Without new discoveries and more investment for exploration activities, Mexico’s state oil monopoly Petroleos Mexicanos (Pemex) could be importing oil within 10 years, the director general said last week. However, if it doubled its current $20 billion annual investment, Pemex could become one of the largest oil and natural gas exporters, according to Luis Ramirez Corzo, who took over Pemex last November.

In an interview with Mexico’s El Universal, Ramirez said that at its current investment level of $10 billion a year, Pemex will make enough discoveries to keep exporting crude oil. However, because the basins now producing are declining, exploration dollars have to rise.

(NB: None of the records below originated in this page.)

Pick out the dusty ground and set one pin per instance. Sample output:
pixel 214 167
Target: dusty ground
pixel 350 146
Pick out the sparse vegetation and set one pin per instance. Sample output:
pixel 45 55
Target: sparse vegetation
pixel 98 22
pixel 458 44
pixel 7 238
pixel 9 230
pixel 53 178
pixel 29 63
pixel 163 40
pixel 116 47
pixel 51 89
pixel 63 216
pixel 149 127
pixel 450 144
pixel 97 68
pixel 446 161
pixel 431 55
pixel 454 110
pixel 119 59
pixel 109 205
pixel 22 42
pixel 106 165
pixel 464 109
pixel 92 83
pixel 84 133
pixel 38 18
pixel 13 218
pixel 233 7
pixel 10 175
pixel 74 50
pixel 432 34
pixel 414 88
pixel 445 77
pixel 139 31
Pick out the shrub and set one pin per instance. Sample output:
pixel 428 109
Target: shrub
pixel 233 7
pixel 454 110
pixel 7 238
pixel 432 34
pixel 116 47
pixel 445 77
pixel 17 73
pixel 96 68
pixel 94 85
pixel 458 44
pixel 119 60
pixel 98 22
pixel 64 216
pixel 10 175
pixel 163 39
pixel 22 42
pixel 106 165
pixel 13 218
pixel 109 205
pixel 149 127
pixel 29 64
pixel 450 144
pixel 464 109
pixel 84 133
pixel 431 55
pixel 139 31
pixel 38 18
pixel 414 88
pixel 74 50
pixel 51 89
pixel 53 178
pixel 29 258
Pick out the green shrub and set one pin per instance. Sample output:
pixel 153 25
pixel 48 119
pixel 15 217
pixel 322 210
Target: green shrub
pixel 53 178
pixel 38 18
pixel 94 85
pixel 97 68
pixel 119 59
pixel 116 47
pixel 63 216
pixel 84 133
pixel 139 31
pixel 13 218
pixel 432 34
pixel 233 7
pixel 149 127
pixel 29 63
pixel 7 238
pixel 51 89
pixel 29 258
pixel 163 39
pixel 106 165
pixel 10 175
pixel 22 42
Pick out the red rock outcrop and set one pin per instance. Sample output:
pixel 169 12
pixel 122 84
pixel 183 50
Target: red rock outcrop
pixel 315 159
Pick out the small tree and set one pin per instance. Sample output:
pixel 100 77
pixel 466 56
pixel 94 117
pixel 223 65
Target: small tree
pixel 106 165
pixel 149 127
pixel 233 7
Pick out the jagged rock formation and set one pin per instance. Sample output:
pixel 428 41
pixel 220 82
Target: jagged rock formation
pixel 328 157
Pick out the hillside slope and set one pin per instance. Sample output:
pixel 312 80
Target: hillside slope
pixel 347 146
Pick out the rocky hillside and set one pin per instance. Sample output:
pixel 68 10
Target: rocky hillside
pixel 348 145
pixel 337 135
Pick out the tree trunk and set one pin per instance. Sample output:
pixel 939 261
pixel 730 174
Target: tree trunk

“Everything depends on something as simple as defining what kind of company we want,” he said. “It will have to correspond to what kind of player we want to be in the world.” Last year Mexico was the second-largest oil importer to the United States, after Canada.

Ramirez wants to open Pemex to more private investment, which is not allowed under Mexico’s Constitution. His desire could be closer to reality after Mexico’s leading congressional party, the Institutional Revolutionary Party (PRI) said in its party platform that it would support energy reforms. Until recently, the PRI has been strongly opposed to any form of privatization.

An immediate task, Ramirez said, is to overhaul Pemex by rewriting a union contract to free up some of Pemex’s finances from government control. He also wants to create an independent board for Pemex, which he said would cut billions in operating costs.

“We have to convince Mexican society, the legislature and our workers that we are talking about an opening, and it has to be an intelligent one,” Ramirez told El Universal. He noted that most of Pemex’s current investment over the past four years — $40 billion — has gone toward drilling, with less than $5 billion spent on exploration. And reserves are dropping, he noted.